What happened to the bullock also later happened to the goat. The high priest himself donated
the bullock then laid his hands on it. By this action he was saying: "This is me!" Then the sacrifice
was killed in the Court of the Tabernacle and burned on the Altar–a pleasing fragrance. But the
hide, flesh and waste were burned outside the camp of Israel. What an awful smell! By contrast,
the high priest also burned incense on the incense altar as he went into the innermost room of the
Tabernacle (the Most Holy) with the blood of the bullock.

Then the Priest laid hands upon the Lord's goat–taken from congregation of Israel. It was killed
and burned as was the bullock–its blood, too, was sprinkled in the Most Holy.

The Real Sacrifice

When Jesus offered himself in sacrifice at the River Jordan and said, "I come to do thy will," he
was offering his humanity. His human will was killed, so to speak. For three and one half years it
was as if his flesh burned on the altar. When the world outside observed what he was doing with
his life, it was a stench to them. But to God it was a sweet-smelling sacrifice. Finally, he died on
the cross. When resurrected, appearing "in the presence of God for us" (Hebrews 9:24), the
merit of his blood was presented to justice in the presence of God. What more could be done?

Nothing more needed to be done. But God has been selecting a church to follow in Jesus'
footsteps. To make our sacrifice acceptable, our high priest laid hands on us because we have
no value apart from Jesus. Jesus makes our sacrifice "acceptable" and "holy." As the bullock
was sacrificed, so the goat likewise–including the burning "outside the camp." And that is
precisely why the Apostle Paul says, "Let us go to him without the camp bearing his reproach."
He is calling on Christians to be faithful to their commitment of sacrifice–no matter what the
world thinks! "For we are a fragrance of Christ to God to the one [the world] an aroma from
death to death, to the other an aroma from life to life" (2 Corinthians 2:15,16).

In numerous places we are invited to suffer and die with Christ.
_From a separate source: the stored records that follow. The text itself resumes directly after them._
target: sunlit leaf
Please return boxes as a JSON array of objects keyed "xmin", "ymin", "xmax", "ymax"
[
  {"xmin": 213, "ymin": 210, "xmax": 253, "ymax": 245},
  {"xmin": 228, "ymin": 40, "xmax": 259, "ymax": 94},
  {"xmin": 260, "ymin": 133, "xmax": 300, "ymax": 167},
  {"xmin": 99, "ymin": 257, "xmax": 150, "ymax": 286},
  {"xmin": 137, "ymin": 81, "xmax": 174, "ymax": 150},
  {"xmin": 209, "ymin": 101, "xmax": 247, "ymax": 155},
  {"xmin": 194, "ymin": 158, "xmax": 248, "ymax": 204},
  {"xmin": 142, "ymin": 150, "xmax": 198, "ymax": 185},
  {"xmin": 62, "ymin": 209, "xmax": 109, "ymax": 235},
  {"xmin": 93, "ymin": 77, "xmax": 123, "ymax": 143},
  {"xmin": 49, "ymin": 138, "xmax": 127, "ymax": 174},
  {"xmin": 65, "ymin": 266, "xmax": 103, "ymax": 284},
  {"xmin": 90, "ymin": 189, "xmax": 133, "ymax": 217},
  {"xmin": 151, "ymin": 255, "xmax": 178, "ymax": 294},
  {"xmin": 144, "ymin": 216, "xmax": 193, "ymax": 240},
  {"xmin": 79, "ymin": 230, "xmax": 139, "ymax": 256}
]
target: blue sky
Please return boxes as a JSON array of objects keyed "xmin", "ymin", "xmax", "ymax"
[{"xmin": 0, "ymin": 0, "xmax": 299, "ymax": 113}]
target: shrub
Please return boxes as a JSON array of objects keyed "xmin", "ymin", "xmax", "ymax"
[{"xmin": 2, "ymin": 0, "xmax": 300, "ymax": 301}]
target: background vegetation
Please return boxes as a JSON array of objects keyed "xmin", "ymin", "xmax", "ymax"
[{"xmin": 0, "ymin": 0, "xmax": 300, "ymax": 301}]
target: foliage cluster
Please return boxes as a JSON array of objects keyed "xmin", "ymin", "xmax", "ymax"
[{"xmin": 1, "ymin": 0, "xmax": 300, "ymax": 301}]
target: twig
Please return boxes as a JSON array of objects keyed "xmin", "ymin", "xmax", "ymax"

If indeed "we suffer with Him
in order that we may also be glorified with Him." (Romans 8:17). "It is a trustworthy statement:
For if we died with Him, we shall also live with Him" (2 Timothy 2:11,12).

So God is pleased to accept our sacrifices–"present your bodies"–to become part of one
sin-offering "sacrifice." Though our wills are dead to self–still it is a living sacrifice because in
reality we have to consciously keep it dead on the altar till totally consumed. God is not asking
us to sacrifice a sinful life–we do not have the right to that anyway! Our acceptable sacrifice is
putting aside or surrendering our legitimate human hopes, plans and ambitions to the will and
service of God.

However, since we are part of the priesthood too, we can look forward to the privilege of
blessing the people of the world after all the Atonement Day sacrificing is done. Being part of a
"royal priesthood," this will mean the church with her Head Jesus will have the authority and
power to effectively bless the whole groaning creation (Romans 8:22).